5. According to the affidavit of Dr. Stephen Chase and the deposition testimony of the adjuster, the Plaintiff timely submitted its bills in compliance with Florida Statutes § 627.736 to UNITED AUTOMOBILE along with the medical records, HCFA billing forms and assignment of benefits.

6. The Defendant withdrew on the record its affirmative defenses pertaining to other coverage.

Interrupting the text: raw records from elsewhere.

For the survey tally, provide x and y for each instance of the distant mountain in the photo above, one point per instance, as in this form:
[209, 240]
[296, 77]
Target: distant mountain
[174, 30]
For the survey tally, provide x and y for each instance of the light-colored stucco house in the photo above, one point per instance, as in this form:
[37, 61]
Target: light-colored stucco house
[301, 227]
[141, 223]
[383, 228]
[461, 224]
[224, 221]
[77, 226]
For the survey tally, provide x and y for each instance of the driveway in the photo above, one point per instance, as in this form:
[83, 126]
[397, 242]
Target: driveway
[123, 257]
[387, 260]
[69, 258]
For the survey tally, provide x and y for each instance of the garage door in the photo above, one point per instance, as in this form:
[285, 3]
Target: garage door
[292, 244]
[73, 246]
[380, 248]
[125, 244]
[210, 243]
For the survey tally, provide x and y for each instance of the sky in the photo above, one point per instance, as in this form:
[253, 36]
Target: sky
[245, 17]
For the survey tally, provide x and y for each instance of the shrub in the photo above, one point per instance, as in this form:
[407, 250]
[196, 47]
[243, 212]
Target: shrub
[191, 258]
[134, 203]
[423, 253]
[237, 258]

7. The Court finds as a matter of law that the Defendant has not properly plead and/or proven fraud on behalf of the Plaintiff and grants summary judgment in favor of the Plaintiff on this issue. Florida Rule of Civil Procedure 1.120 (b); Kutner v. Kalish, 173 So. 2d 763 (Fla. 3rd DCA 1965); General Dynamics Corp. v. Hewitt, 225 So.2d 561 (Fla. 3rd DCA 1979). Elements of fraud are misrepresentation of material fact, knowledge that misrepresentation is false, intention that the other party rely, justifiable reliance and resulting injury or damage. See Eastern Cement v. Halliburton Co., 600 So.2d 469 (Fla. 4th DCA 1992); Arnold v. Weck, 388 So.2d 269 (Fla. 4th DCA 1980).

8. The Court denies the Defendant’s Motion for Summary Judgment on the Plaintiff’s alleged lack of standing and finds that the Plaintiff has standing in this case. The Defendant argues the Plaintiff lacks standing to bring the current action as the claimant executed an assignment of benefits and a directive to pay on the same day. The Defendant asserts the directive to pay cancels the assignment of benefits. This Court finds as a matter of law that the subject irrevocable assignment of benefits was valid and that the directive to pay does not cancel each other out rendering each null and void. Further, this Court finds that the Defendant lacks standing to challenge the legal sufficiency of the subject assignment of benefits since it was not a party to that agreement.

9. The only remaining issues are the $810.00 in medical expenses for dates of service 12/8/03 through and the issue of material misrepresentation as plead in the Defendant’s Amended Answer and Affirmative Defenses dated 9/30/04.